As data sizes increase, so does the need to provide R users with tools to efficiently analyze large datasets. The goal of this workshop is to standardize the API for exposing distributed computing in R, learn from the experiences of attendees in using R for large scale analysis, and collaborate in open source. We want to encourage R contributors (including students) to implement parallel versions of their favorite algorithms. By standardizing the infrastructure for distributed computing, we will be able to increase the availability of parallel algorithms in R, and ensure that R is an appealing choice even for analysis on really large data.
Today, R has many packages that provide parallelism constructs, but there is very little effort in standardizing the API. Each package has its own syntax, parallelism techniques, and operating systems that they support. This has the unfortunate consequence that if a contributor implements algorithms using one package, she would have to rely on the underlying package implementation and the package maintainer. It hinders contributions and portability of code. We hope to address many of these challenges in the workshop and provide a concrete plan for including distributed computing in future R releases.
Date: Jan 26-27, 2015
Organizers: Indrajit Roy (Principal Researcher, HP),
Michael Lawrence (Genentech, R-core member)

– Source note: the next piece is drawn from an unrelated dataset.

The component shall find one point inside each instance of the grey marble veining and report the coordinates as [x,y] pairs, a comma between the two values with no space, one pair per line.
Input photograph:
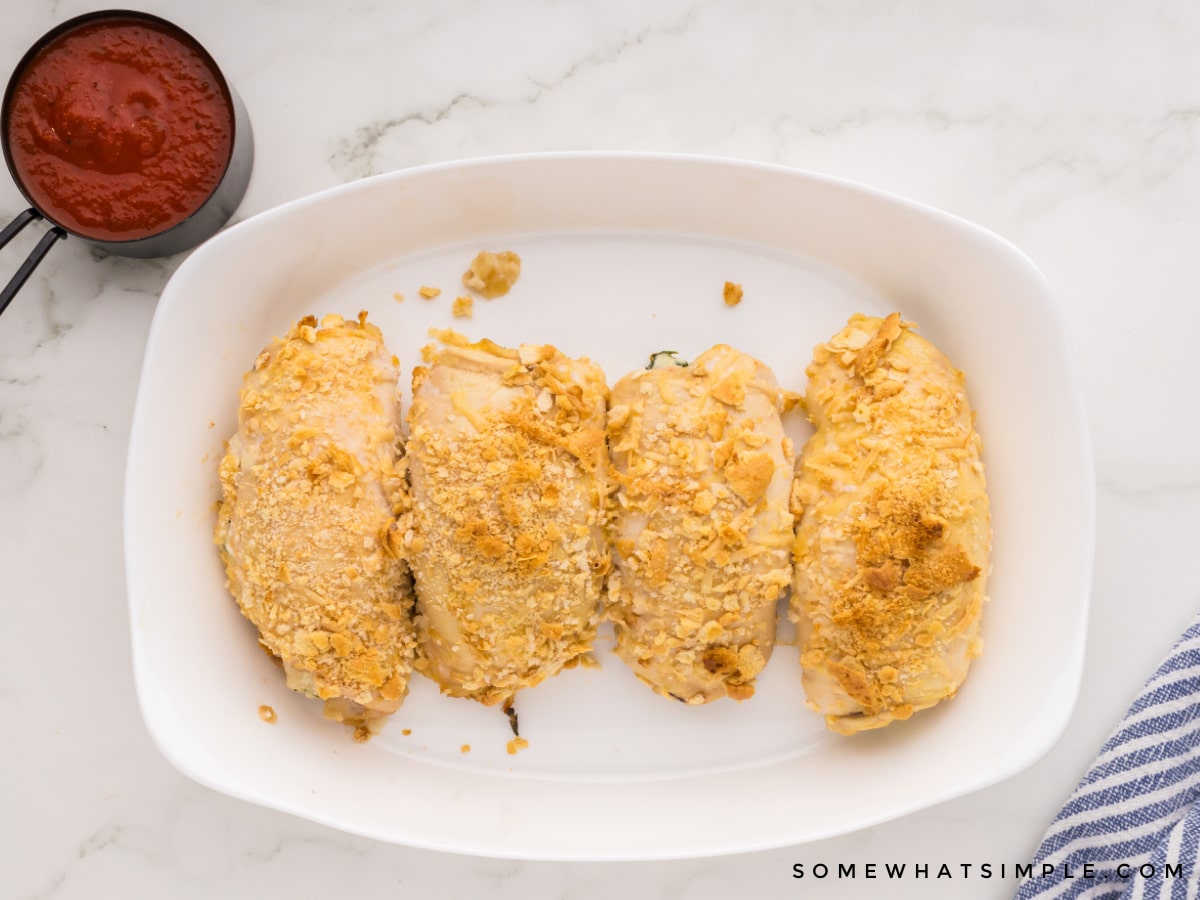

Location: HP Labs, Palo Alto, CA
1501 Page Mill Road, Building 3, Palo Alto, California
Travel Guide: Helpful tips on accommodation and travel
- Brian Lewis (Paradigm4, author of SciDB-R package)
- Dirk Eddelbuettel (Debian, author of Rcpp package)
- Duncan Temple Lang (UC Davis, R-core)
- Elliot Waingold (Microsoft, Azure ML)
- Gagan Bansal (Microsoft, Azure ML)
- George Ostrouchov (Oak Ridge National Laboratory, author of pbdR packages)
- Joseph Rickert (Revolution Analytics, Data Scientist)
- Junji Nakano (The Institute of Statistical Mathematics, Tokyo, author of Rhpc package)
- Louis Bajuk-Yorgan (TIBCO, senior product manager)
- Luke Tierney (The University of Iowa, R-core member)
- Mario Inchiosa (Revolution Analytics, Chief Scientist)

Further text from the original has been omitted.